Advent also reminds us that we do not know when Christ will return, just as our ancestors did not know when the Messiah would come. We can look for signs in the heavens or attribute natural disasters as sign posts to Christ’s return or we can just pray, that one day Christ will come again and that our lives will be transformed by his power and grace and above all, by his all embracing love. Christ’s first coming came from an act of love and I would think that God would probably do the same again. Because, above all else our God is a God of love. A God who loves us so much that he sent his Son to redeem us and to show us the error of our previous ways and in whose birth, death and resurrection we are still intimately bound up. Whether or not we accept Christ as our Saviour we cannot ignore the fact that we are united with him in all that he has done. Christ did not come to us the first time only for selected individuals he came for everyone regardless of who they were and whether or not they were able to acknowledge who he was. This remains as true today as it was then.

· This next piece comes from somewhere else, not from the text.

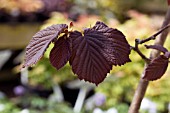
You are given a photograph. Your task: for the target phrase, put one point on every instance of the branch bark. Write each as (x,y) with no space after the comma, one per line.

Today we will light the first candle - of light in the darkness - on the Advent wreath as I hope you will do so at home as well. A candle signifying the start of our journey through Advent with Christ, as we hear and respond to the call of the Old Testament prophets who hoped for the Messiah to redeem them. As we light the candle ‘wonder’ at what it signifies and how it relates to your life; ponder on the meaning of life and whether time is linear or circular. What does time mean in your life and where does Christ fit into it as well? How are you journeying through the years and what does this past year tell us about that journey? A challenge for all of us as we pilgrimage through Advent.  Amen.